Contrary to business school teachings, high price-to-earnings (P/E) ratios are expected to signal optimism and promising futures.
However, Grantham argues that these peaks in valuation have consistently preceded economic collapses, challenging the predictive power of high P/E ratios and underscoring the unpredictable and often counterintuitive nature of markets.
Here’s an excerpt from the interview:
Grantham: I think that’s not a bad idea. Bubbles and enthusiasm, ecstasy, they’re all kind of closely related. And I like to say it’s not an accident that the most euphoric periods in the market’s history, all four of them really—1929, 1972, tech bubble of 2000, the great financial crash 2008, and you could add 2011 December.
Those are the five euphoric points, and the first four, it’s not an accident, they’re all followed, not by the best economic times and the best market returns. They are followed by the four worst economic setbacks and the four worst periods of stock market return.
What a strange coincidence.
We all learned at business school that high P/Es are meant to be reflecting the best possible future.
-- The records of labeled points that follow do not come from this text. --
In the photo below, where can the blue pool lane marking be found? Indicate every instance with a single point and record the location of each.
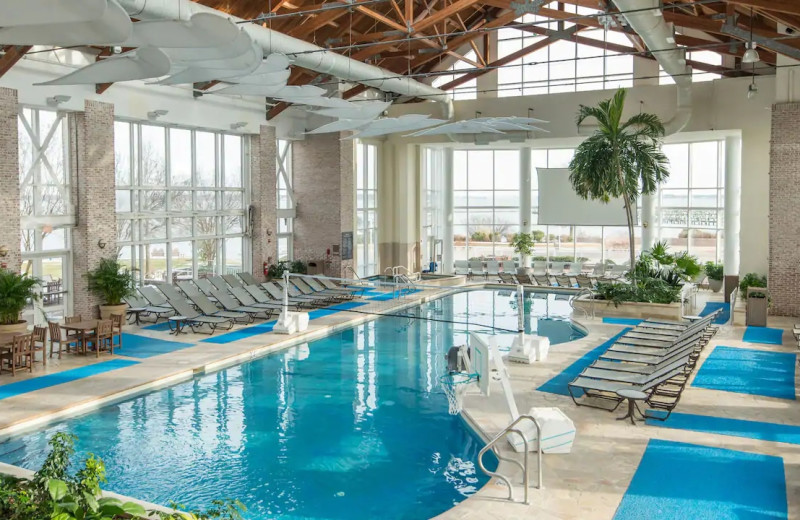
(262, 328)
(762, 431)
(145, 347)
(748, 371)
(59, 378)
(723, 317)
(679, 480)
(763, 335)
(558, 385)
(622, 321)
And what we find is the highest four P/Es, highest amount of euphoria, are precisely followed by the four worst economic outcomes: the Great Depression, the Great Recession of ‘73-’74, the worst since the Depression, the crash and the recession after the tech bubble burst, and the real moment of truth when the great financial crash occurred when the whole financial system of the developed world teetered on the edge of total meltdown.
So, what a strange paradox that the market’s predictive power is precisely, perfectly the opposite of what we were taught.